In healthcare we are increasingly looking at voice recognition and assistants for everything from diagnosis to chatbots. However, there are similar bias issues found in the underlying algorithms for voice-based AI as well. A recent study of all of the major voice assistant platforms found that these systems misidentified 35% of the words spoken by African-Americans. To address this issue, Artie, a platform for games on social media, has developed a tool for detecting demographic bias in voice apps.
Dashboards have become another tool being used in a number of hospital systems during the current pandemic. Mass General Brigham Hospital developed a dashboard and data infrastructure to track disparities in impact of COVID-19 on patients AND staff. The tool is interesting from a number of perspectives including:
- Focus on actionable measures including ventilators, ICU capacity, deaths and discharges
- Analytics focused on intersectional considerations including geography, gender, socio-economic status and not race alone
- Built upon existing quality and safety structures
- Tailoring of data to targeted users based on needs
- Took into account that employees in services beyond clinical areas got tested less often and would need more comprehensive analysis
The key takeaway: there are a number of technological tools available that can help organizations identify biases and address them, but technology alone will rarely be enough. Human oversight is key.
Another area worth exploring in this post is the data sources themselves. What is the context of data collection and are there factors here that can be the source of bias? STAT News reported a year ago on the reliance on data from Beth Israel Deaconess Hospital in Boston and the MIMIC dataset for a large number of AI/ML algorithms in healthcare. Do the features of this population dataset actually reflect the features of where the algorithms are being deployed now? Other research has raised concerns that green LED used in wearables are inaccurate on dark skin. How does one know the data from remote patient monitoring programs fed into AI engines for analysis is not biased from the source? Red LED is far less problematic and some next generation sensor technology will be utilizing this technology.

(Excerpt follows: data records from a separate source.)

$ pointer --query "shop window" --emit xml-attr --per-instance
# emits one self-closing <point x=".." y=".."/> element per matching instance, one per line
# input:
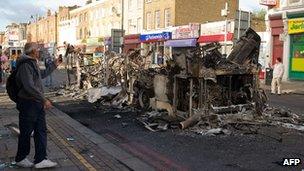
<point x="167" y="17"/>
<point x="80" y="34"/>
<point x="139" y="25"/>
<point x="295" y="2"/>
<point x="149" y="21"/>
<point x="157" y="19"/>
<point x="129" y="25"/>
<point x="139" y="4"/>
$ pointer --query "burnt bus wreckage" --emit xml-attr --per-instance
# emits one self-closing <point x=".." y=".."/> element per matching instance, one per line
<point x="204" y="80"/>
<point x="199" y="83"/>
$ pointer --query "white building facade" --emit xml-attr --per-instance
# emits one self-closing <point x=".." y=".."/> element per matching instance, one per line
<point x="133" y="16"/>
<point x="286" y="25"/>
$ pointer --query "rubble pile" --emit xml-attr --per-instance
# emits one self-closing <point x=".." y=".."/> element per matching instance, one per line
<point x="245" y="122"/>
<point x="202" y="91"/>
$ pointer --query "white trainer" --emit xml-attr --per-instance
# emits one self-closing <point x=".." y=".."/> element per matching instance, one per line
<point x="45" y="164"/>
<point x="25" y="163"/>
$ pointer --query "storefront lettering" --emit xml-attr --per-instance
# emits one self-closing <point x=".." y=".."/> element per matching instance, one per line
<point x="158" y="36"/>
<point x="296" y="26"/>
<point x="186" y="32"/>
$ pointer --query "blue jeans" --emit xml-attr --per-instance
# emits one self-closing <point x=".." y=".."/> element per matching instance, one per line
<point x="31" y="118"/>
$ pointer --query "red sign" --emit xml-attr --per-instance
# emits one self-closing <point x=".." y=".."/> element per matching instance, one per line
<point x="268" y="2"/>
<point x="132" y="39"/>
<point x="215" y="38"/>
<point x="186" y="32"/>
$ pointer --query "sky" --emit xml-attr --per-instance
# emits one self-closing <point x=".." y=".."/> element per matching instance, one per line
<point x="21" y="10"/>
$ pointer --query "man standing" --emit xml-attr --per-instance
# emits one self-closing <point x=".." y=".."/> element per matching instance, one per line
<point x="31" y="105"/>
<point x="278" y="71"/>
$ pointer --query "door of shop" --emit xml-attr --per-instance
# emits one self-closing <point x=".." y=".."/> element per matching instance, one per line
<point x="296" y="68"/>
<point x="277" y="51"/>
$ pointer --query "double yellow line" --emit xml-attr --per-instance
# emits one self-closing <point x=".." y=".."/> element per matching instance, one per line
<point x="72" y="150"/>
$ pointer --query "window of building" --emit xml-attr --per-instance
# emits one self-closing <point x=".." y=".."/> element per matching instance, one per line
<point x="80" y="18"/>
<point x="295" y="2"/>
<point x="129" y="26"/>
<point x="130" y="5"/>
<point x="149" y="21"/>
<point x="139" y="4"/>
<point x="157" y="19"/>
<point x="139" y="25"/>
<point x="168" y="18"/>
<point x="85" y="16"/>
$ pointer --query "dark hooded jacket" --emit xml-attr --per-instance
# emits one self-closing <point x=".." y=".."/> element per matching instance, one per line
<point x="29" y="78"/>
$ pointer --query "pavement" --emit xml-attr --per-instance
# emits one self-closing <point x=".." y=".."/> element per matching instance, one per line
<point x="294" y="87"/>
<point x="70" y="144"/>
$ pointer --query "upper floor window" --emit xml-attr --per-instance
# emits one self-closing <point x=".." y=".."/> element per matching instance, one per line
<point x="139" y="4"/>
<point x="149" y="21"/>
<point x="168" y="18"/>
<point x="295" y="2"/>
<point x="130" y="4"/>
<point x="139" y="25"/>
<point x="157" y="19"/>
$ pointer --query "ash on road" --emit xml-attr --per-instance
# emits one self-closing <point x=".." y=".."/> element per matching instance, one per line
<point x="180" y="150"/>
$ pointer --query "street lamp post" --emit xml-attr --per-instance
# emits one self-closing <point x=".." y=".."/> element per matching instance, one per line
<point x="122" y="25"/>
<point x="36" y="25"/>
<point x="225" y="14"/>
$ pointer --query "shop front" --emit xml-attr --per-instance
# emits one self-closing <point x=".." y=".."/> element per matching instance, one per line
<point x="108" y="43"/>
<point x="184" y="38"/>
<point x="216" y="32"/>
<point x="131" y="42"/>
<point x="155" y="42"/>
<point x="296" y="32"/>
<point x="277" y="28"/>
<point x="95" y="45"/>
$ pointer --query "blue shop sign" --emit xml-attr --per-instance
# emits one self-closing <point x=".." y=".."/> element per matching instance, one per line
<point x="155" y="37"/>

Finally, it is important in our current context to address these issues as an industry. We know that essential workers are disproportionately poorer and minorities who are being underserved by the health system chronically. If AI/ML tools are going to be successful in the marketplace they will need to demonstrate their ability to improve outcomes for those suffering a greater disease burden.
A great deal of collaborative work has emerged from the challenges of the pandemic such as data commons (eg. N3C), open publishing of research, and great improvements in data sharing. The next step is to bring the right set of tools and critically minded researchers, patient groups, and other stakeholders to help innovate around robust algorithms that can equitably address the disease burden in the country.